The late 1990s were not kind to Monica Lewinsky. She was the punchline to many jokes about dresses, cigars, and interns. When the scandal surrounding President Clinton finally blew over, she was left to try to figure out how to make a life for herself.
For a while she was an A-list celebrity in social circles. But America eventually moved on. Twin Towers falling and economies collapsing will do that to an attention span.
But Monica Lewinsky is still among the living. She is 40 years old. And now that the words “Clinton” and “President” are starting to be spoken in the same sentence yet again, she is popping up as a news item.
Senator Rand Paul brought her up as a topic that he considers relevant in the conversation about Hillary Clinton’s potential candidacy. Paul told Meet the Press that Bill Clinton’s affair with Lewinsky is appropriate to bring up in the context of a Hillary Clinton run.
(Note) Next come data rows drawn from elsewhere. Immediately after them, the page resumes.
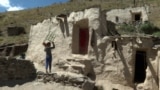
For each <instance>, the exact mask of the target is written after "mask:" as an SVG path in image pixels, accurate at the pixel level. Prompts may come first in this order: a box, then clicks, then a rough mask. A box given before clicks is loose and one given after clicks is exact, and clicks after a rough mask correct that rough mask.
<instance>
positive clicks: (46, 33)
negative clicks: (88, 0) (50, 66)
mask: <svg viewBox="0 0 160 90" xmlns="http://www.w3.org/2000/svg"><path fill="white" fill-rule="evenodd" d="M99 15H100V9H99V8H90V9H85V10H84V11H79V12H72V13H71V14H70V15H69V16H68V18H67V21H68V22H67V25H68V27H69V28H68V31H66V27H65V28H64V29H62V28H61V26H62V25H60V22H59V21H58V20H57V19H56V17H52V18H51V19H47V20H44V21H43V22H40V23H38V24H37V25H32V26H31V29H30V36H29V47H28V50H27V54H26V58H27V59H30V60H32V61H35V62H38V63H41V62H42V61H44V59H45V52H44V47H43V45H42V42H43V41H44V39H45V37H46V36H47V34H48V32H49V31H50V32H54V33H55V36H56V38H55V40H54V42H55V47H56V48H55V49H54V50H53V51H52V54H53V62H58V61H62V60H66V59H67V58H71V57H72V56H73V54H72V32H73V30H76V29H74V28H73V27H74V25H77V26H78V25H80V27H81V24H79V23H77V22H79V21H81V20H85V19H87V21H88V28H89V41H90V39H91V33H92V29H93V30H95V31H96V32H97V35H100V33H101V32H100V31H99V25H100V23H99V22H100V21H99V17H100V16H99ZM62 20H63V19H62ZM82 24H84V23H82ZM66 32H69V35H66ZM73 36H74V35H73ZM98 37H99V36H98ZM73 38H75V37H73ZM73 49H74V48H73ZM90 49H91V47H90V42H89V46H88V52H89V51H90Z"/></svg>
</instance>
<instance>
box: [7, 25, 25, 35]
mask: <svg viewBox="0 0 160 90" xmlns="http://www.w3.org/2000/svg"><path fill="white" fill-rule="evenodd" d="M7 34H8V36H17V35H20V34H26V31H25V29H24V27H17V26H15V27H13V26H12V27H8V28H7Z"/></svg>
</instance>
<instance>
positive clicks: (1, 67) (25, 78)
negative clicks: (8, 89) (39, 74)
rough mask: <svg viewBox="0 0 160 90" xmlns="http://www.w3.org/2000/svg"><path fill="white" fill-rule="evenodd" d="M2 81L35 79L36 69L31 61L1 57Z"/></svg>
mask: <svg viewBox="0 0 160 90" xmlns="http://www.w3.org/2000/svg"><path fill="white" fill-rule="evenodd" d="M0 71H1V74H0V81H7V80H24V79H34V78H35V77H36V69H35V67H34V65H33V63H32V62H31V61H28V60H17V59H15V58H8V59H7V58H4V57H0Z"/></svg>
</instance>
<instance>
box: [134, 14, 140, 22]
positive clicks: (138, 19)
mask: <svg viewBox="0 0 160 90" xmlns="http://www.w3.org/2000/svg"><path fill="white" fill-rule="evenodd" d="M134 21H141V13H136V14H135V15H134Z"/></svg>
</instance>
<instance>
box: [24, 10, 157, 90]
mask: <svg viewBox="0 0 160 90" xmlns="http://www.w3.org/2000/svg"><path fill="white" fill-rule="evenodd" d="M106 23H107V20H106V18H105V15H103V13H101V9H100V8H97V7H93V8H89V9H85V10H84V11H79V12H72V13H71V14H70V15H69V16H66V15H64V14H61V15H57V16H56V17H52V18H51V19H47V20H44V21H43V22H41V23H38V24H37V25H32V26H31V31H30V36H29V47H28V51H27V55H26V56H27V59H29V60H32V61H34V62H37V63H39V64H40V63H42V61H44V59H45V53H44V47H43V46H42V42H43V41H44V40H45V38H46V37H47V36H50V35H51V36H50V38H48V40H50V41H54V42H55V46H56V48H55V49H54V50H53V51H52V55H53V67H56V68H55V70H54V71H55V72H56V71H57V72H58V71H63V72H67V73H68V72H70V73H75V74H78V75H79V74H80V75H84V76H87V77H89V78H90V79H91V80H93V81H95V84H96V85H97V86H102V88H103V89H104V90H134V89H136V90H141V89H142V88H143V89H147V90H158V68H159V67H158V63H157V62H158V57H159V54H158V50H159V49H158V48H154V42H153V40H152V39H153V38H152V37H140V36H136V37H131V36H107V35H108V31H107V26H106ZM48 33H49V35H48ZM137 76H140V77H141V78H139V77H137ZM86 90H89V89H86ZM90 90H92V88H90Z"/></svg>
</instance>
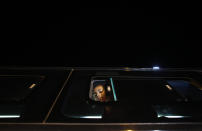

“This isn’t having an affair,” Paul specified. “He took advantage of a girl that was 20 years old and an intern in his office.”
Hillary told People she's over the Lewinsky scandal, but it isn't up to her. It's up to Rand Paul whether we're done talking about it.
— Top Conservative Cat (@TeaPartyCat) June 5, 2014
With the clouds of a Clinton candidacy gathering, Lewinsky has takes to the pages of magazines like Vanity Fair to dig in and tell her side of things, hopefully getting some people to see her as a human with feelings, rather than some tabloid fodder.
“In 1998, when news of my affair with Bill Clinton broke, I was arguably the most humiliated person in the world,” she wrote in a Vanity Fair piece. “Thanks to the Drudge Report, I was also possibly the first person whose global humiliation was driven by the Internet.”
Lewinsky explains that she passed up a lot of money from offers to tell her story. To do so would have only brought her more humiliation from the public.
“Apparently, others talking about me is O.K.,” she explained. “Me speaking out for myself is not. I turned down offers that would have earned me more than $10 million, because they didn’t feel like the right thing to do.”
Now Lewinsky has given her first television interview in a decade.
Her appearance is for a National Geographic special called The 90s: The Last Great Decade?. In it, she discusses her unique role in American history.
“To be called stupid, and a slut, and a bimbo, and ditzy, and to be taken out of context, it was excruciating,” Lewinsky said. “That was one of the worst days of my life. I was a virgin to humiliation of that level, until that day.”
On news of Lewinsky’s interview, the joke machine is spinning up again:
Was that the day with the cigar? RT "@washingtonpost: Monica Lewinsky describes "one of the worst days of my life. http://t.co/6MTBlAF8oM”
— Mark Freel (@mwfreel) July 2, 2014
Or how about this tweet that makes a huge presumption about “that day”, referring to the entire affair as humiliating?
Monica Lewinsky: I was a virgin to humiliation before Bill Clinton affair http://t.co/hW5Jv8jRlH
— OSINT (@osint_org) July 2, 2014
However, according to the interview, “that day” that Lewinsky refers to was September 11, 1998, the day the Starr Report was released. The entire country tuned in to a 24-hour news cycle that churned out every salacious detail that Special Prosecutor Ken Starr’s sprawling investigation managed to turn up.
If and when Hillary runs, Lewinsky could come under scrutiny by the likes of Rand Paul, yet again.
Monica Lewinsky is letting the world know that she will not remain a recluse any longer.